Diabetes is associated with an increased risk of cardiovascular disease—in particular, coronary heart disease and stroke (1–4). Mortality from stroke has been demonstrated to be increased significantly by diabetes (2). Hypertension, smoking, and dyslipidemia are major risk factors for the occurrence of strokes in diabetic patients (4). Recently, autonomic neuropathy has been described as a significant independent risk factor for diabetes-related stroke (5). However, the mechanism by which autonomic neuropathy might be involved in the pathogenesis of stroke has not been elucidated.
Autonomic nerves are known to innervate cerebral arteries (6). Parasympathetic (cholinergic) nerves, which contain neuronal nitric oxide synthase (nNOS), have been shown in the walls of cerebral blood vessels in many species, including humans (7). These nerves are now called “nitrergic nerves” (8) and have been shown to originate mainly from the sphenopalatine ganglia (9–12). Stimulation of perivascular nitrergic nerves has been demonstrated to relax the cerebral arteries by the action of nitric oxide (NO) and to increase the cortical blood flow (6,13–15). It is not known whether the nitrergic nerves in the cerebral vasculature are affected during diabetes. We therefore investigated the effect of diabetes on the morphology and nNOS content of these nerves in the cerebral arteries of streptozotocin (STZ)-induced diabetic rats.

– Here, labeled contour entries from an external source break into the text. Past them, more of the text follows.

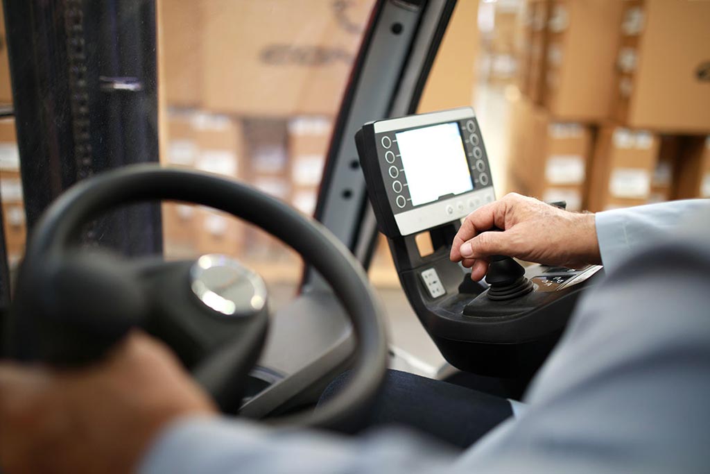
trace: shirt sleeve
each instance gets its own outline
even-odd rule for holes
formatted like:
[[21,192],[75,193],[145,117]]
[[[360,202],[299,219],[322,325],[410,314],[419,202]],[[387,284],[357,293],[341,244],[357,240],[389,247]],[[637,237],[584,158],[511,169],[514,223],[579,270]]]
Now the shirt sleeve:
[[707,210],[694,237],[637,254],[589,290],[532,381],[527,409],[463,456],[405,431],[343,438],[192,418],[164,430],[139,472],[706,472]]
[[138,472],[415,474],[445,472],[454,460],[444,446],[404,430],[346,438],[225,417],[192,417],[164,430]]
[[630,253],[672,236],[687,216],[708,209],[710,199],[693,199],[597,212],[596,237],[604,268],[616,269]]

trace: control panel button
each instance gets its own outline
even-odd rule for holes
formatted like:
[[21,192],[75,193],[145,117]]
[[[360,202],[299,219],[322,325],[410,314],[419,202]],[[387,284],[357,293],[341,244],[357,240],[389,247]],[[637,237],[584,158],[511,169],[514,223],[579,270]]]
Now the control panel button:
[[557,291],[562,289],[565,283],[575,276],[577,275],[535,276],[532,279],[532,282],[537,285],[537,289],[540,291]]
[[439,298],[446,294],[446,290],[444,289],[444,285],[442,284],[436,269],[427,269],[422,271],[420,274],[420,276],[422,277],[422,281],[424,283],[424,286],[426,286],[432,298]]

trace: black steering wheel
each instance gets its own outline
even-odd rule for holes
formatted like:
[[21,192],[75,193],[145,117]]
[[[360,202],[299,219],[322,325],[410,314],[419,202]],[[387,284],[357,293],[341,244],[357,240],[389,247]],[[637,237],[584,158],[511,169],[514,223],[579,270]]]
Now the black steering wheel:
[[[175,350],[223,411],[237,411],[268,325],[261,279],[224,256],[127,261],[77,244],[82,226],[99,214],[155,200],[209,206],[261,227],[312,264],[346,311],[358,348],[349,386],[322,408],[278,422],[342,427],[364,409],[386,365],[383,311],[345,246],[320,223],[248,185],[156,165],[126,166],[83,181],[45,211],[19,271],[6,331],[6,355],[55,365],[90,363],[131,328],[142,328]],[[225,275],[239,281],[229,284],[229,297],[204,284]],[[205,294],[209,297],[198,297]]]

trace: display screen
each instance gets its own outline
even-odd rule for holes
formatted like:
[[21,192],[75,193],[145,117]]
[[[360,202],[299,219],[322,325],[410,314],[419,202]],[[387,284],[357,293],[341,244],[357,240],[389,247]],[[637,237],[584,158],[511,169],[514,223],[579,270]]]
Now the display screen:
[[412,205],[474,188],[456,122],[395,134]]

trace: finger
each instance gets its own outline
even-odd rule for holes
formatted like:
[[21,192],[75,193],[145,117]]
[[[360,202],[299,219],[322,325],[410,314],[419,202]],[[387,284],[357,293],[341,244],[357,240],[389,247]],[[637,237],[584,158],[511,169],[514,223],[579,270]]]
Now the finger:
[[471,268],[471,279],[479,281],[488,273],[490,263],[486,259],[479,259]]
[[454,237],[449,258],[452,262],[459,262],[463,256],[459,249],[462,244],[475,237],[479,233],[498,227],[505,226],[505,204],[500,201],[490,203],[479,208],[466,216],[461,228]]
[[0,416],[22,414],[45,394],[50,382],[50,375],[43,369],[0,365]]
[[513,248],[513,231],[485,232],[464,242],[459,253],[462,258],[481,259],[491,255],[510,255],[515,257]]
[[466,268],[471,268],[476,263],[476,259],[464,259],[461,261],[461,264]]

RESEARCH DESIGN AND METHODS
Induction of diabetes.
Male Wistar rats (225–250 g) were treated with STZ (75 mg/kg i.p.) or vehicle (saline) as described previously (16,17). Hyperglycemia was defined as a nonfasting blood glucose concentration >20 mmol/l. Insulin was administered 8 and 12 weeks after STZ injection using sustained-release insulin rods (7 mm, ∼2 units/day; LinBit, LinShin Canada, Toronto, ON, Canada). Rats were killed 4, 8, 12, 16, and 20 weeks after STZ injection with an overdose of pentobarbitone, and their blood, cerebral arteries, and sphenopalatine ganglia were collected. Some of the animals were perfused through the heart with 4% paraformaldehyde before collecting the cerebral arteries and ganglia. Blood was centrifuged to obtain serum for measuring glucose using a Reflolux-S Glucometer (Boehringer Mannheim, Mannheim, Germany). The blood vessels and ganglia collected from unperfused animals were frozen in liquid nitrogen for protein quantification using Western blotting. The tissues from perfused animals were further fixed in 4% paraformaldehyde for immunohistochemistry. All animal experiments were conducted according to the rules outlined by the Home Office, Animals (Scientific Procedures) Act 1986 (project number 70/05161).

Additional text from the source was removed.